Un accord illusoire et des dettes qui s’accumulent
La tension monte entre Lyon et Botafogo, deux clubs liés par un groupe américain, Eagle Football. En 2022, ce dernier s’était emparé d’un Olympique de Lyon en proie à la faillite, sous l’ère Aulas. Depuis, Crystal Palace et Molenbeek rejoignent le consortium. L’objectif affiché, modestement, était de redresser les finances et d’assurer la pérennité sportive de ces différentes entités. Mais la façade s’est fissurée, révélant des pratiques douteuses et des dettes colossales.
Botafogo a dénoncé, avec une audace choquante, l’existence de 125 millions d’euros de prêts et de transferts non réglés, une somme qui, ironiquement, a permis à Lyon d’éviter la descente en Ligue 2 la saison passée.
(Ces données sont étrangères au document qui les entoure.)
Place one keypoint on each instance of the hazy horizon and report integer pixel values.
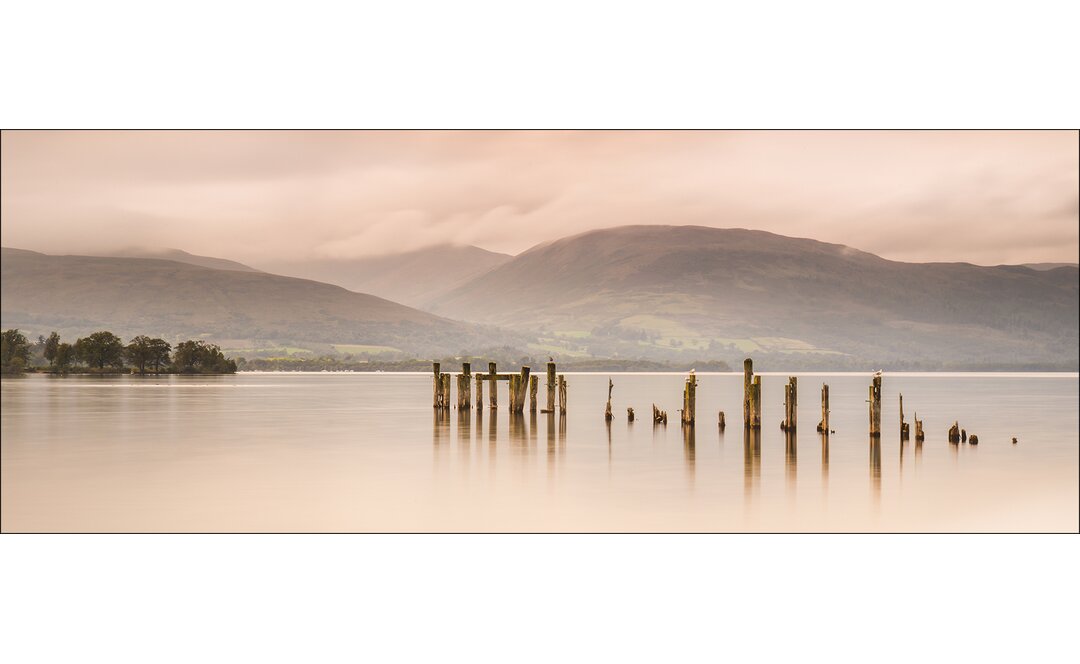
(986, 198)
Un coup de main financier, certes, mais qui a laissé des traces amères.
Eagle Football, à l’époque dirigé par John Textor, avait bénéficié des injections massives de Botafogo, pour un total de plus de 745 millions de réais, sous la promesse d’un remboursement. Mais, avec le départ de Textor et l’arrivée de Michele Kang, les négociations se sont soldées par un rejet catégorique des obligations de Lyon. Un “manquement flagrant aux engagements”, selon le communiqué de Botafogo.
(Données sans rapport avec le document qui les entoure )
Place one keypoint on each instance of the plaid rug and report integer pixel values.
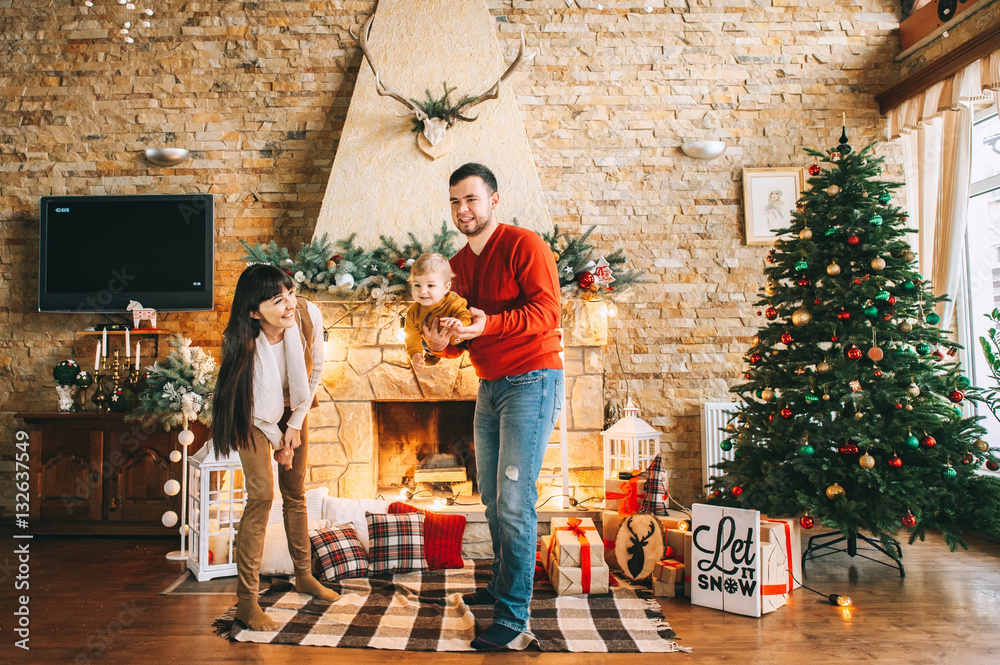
(423, 611)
L’affaire prend une tournure dramatique avec une plainte déposée par Lyon auprès de la FIFA, accusant Botafogo de ne pas avoir honoré un paiement de transfert concernant le joueur Jeffinho. Ce impayé a engendré des conséquences désastreuses pour le club brésilien, menaçant sa planification financière et lui valant une suspension de la FIFA pour les transferts à la fin de 2025. Une sanction sévère, dont les répercussions sont déjà palpables.
Cette affaire, loin d’être un simple litige commercial, est un symptôme inquiétant de la fragilité du modèle de multipropriété, où les intérêts financiers semblent primer sur la santé sportive des clubs. Le football, souvent présenté comme un Sport de passion, se mue en un terrain de bataille juridique, où les dettes et les conflits internes menacent de le dévorer. Un spectacle désolant, qui rappelle que derrière les stades et les chants, une complexité financière opaque se cache.